What's in your neighbor's medicine cabinets may influence overdose risk in the community.
What's in your neighbor's medicine cabinets may influence overdose risk in the community.

Drug overdoses are usually thought to afflict mainly the poor and troubled. But it looks like OxyContin and other opioid painkillers are changing the picture.

People in stable, middle-class neighborhoods are also dying from opioid overdoses, a study in New York City finds.

Opioids have become among the most popular drugs of abuse in the past decade, with deaths from overdoses of oxycodone, hydrocodone and codeine eclipsing those from heroin and cocaine combined.

Fatal overdoses from prescription painkillers more than tripled from 1991 to 2007, according to the Centers for Disease Control and Prevention.

To find out what was happening in New York City, researchers at Columbia University's Mailman School of Public Health mapped the 447 unintentional deaths from opioid painkiller overdoses in its five boroughs from 2000 to 2006. They then compared those deaths to heroin overdoses and accidental deaths from other causes, such as falls and drowning.

The heroin deaths were mostly in low-income neighborhoods where many people struggle with crime, fractured families and untreated mental health problems.

The prescription painkiller deaths were more common in areas where you don't see much heroin — solid working-class neighborhoods in Staten Island and parts of the Bronx.

"We were very surprised to see these very different patterns for heroin and analgesic," Magdalena Cerda, an Columbia epidemiologist and lead author of the study, tells Shots.
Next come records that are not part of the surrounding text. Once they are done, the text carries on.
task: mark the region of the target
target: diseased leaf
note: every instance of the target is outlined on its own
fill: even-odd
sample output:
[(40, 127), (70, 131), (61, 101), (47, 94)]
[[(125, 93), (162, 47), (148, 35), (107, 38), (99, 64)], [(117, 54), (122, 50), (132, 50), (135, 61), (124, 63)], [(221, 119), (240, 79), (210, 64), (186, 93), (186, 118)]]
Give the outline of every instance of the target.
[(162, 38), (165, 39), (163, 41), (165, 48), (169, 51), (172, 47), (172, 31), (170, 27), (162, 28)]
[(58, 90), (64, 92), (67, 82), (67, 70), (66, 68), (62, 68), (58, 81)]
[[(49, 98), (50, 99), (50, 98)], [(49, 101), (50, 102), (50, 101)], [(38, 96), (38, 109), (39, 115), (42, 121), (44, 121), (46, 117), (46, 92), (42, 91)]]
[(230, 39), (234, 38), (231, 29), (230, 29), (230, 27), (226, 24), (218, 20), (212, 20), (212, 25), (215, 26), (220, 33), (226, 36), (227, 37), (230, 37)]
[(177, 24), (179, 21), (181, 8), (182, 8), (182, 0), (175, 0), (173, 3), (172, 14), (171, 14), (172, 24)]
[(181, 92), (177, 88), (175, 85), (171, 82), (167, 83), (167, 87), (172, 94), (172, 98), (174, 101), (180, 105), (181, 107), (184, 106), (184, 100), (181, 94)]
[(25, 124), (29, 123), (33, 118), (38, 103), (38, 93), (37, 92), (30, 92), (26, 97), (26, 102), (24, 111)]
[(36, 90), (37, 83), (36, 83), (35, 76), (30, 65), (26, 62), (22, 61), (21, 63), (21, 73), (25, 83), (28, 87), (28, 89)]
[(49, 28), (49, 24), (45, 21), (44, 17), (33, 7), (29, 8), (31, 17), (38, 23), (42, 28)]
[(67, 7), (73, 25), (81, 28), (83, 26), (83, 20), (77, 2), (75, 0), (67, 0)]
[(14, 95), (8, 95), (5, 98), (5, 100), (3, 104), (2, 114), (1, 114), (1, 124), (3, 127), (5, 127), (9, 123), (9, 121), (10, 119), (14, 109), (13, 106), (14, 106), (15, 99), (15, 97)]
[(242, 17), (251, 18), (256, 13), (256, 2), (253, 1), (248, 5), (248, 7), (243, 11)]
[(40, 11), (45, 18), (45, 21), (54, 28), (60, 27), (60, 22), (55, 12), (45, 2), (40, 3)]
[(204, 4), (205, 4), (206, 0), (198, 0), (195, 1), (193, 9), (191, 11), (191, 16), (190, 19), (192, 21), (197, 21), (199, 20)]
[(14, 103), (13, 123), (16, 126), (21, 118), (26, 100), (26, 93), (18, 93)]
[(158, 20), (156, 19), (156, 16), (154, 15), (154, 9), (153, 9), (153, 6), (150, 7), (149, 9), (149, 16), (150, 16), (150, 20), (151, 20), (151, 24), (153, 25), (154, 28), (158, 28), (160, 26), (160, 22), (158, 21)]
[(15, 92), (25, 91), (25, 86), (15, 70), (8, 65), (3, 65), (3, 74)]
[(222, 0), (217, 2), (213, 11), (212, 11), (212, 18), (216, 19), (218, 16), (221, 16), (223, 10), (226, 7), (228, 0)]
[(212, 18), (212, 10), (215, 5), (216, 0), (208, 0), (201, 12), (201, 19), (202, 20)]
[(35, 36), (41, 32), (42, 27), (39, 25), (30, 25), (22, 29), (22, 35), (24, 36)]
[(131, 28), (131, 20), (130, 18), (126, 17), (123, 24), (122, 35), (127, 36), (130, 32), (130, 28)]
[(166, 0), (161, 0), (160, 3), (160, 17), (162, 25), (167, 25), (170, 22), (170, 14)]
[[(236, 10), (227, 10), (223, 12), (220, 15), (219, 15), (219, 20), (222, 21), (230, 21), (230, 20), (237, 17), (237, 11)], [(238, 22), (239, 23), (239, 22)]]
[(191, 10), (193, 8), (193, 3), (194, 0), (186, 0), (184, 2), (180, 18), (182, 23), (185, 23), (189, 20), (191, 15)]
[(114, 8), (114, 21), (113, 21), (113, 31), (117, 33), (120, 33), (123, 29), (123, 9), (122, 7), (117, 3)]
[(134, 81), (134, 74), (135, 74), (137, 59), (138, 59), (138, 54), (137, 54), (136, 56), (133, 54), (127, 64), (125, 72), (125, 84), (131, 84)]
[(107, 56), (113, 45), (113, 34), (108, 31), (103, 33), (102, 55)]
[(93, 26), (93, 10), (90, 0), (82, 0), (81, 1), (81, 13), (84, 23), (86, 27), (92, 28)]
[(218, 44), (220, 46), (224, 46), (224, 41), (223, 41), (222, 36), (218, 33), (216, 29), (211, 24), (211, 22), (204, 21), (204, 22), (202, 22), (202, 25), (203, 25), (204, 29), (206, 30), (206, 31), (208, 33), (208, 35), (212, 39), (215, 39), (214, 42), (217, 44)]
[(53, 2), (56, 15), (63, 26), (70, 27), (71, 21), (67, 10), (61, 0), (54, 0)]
That may be because people in those neighborhoods are more likely to be prescribed painkillers, Cerda says. "There you see a higher percentage of policemen, firefighters, construction workers," she says. "They may have a higher percentage of back pain as a result of work-related injuries."

It's also easier to get an OxyContin prescription filled at pharmacies or physicians in middle-class neighborhoods, she adds. That's backed up by earlier studies that found that pharmacies in low-income, minority neighborhoods in the city don't have enough prescription painkillers to meet legitimate demand.

The findings were published in the American Journal of Public Health.

Cerda and her colleagues are trying to get funding to look more closely at Staten Island and figure out what's going on there. Are people first prescribed these drugs, and then start using them recreationally? Or do they become addicted while using them as prescribed? "Overdose fatalities are just the tip of the iceberg," she says.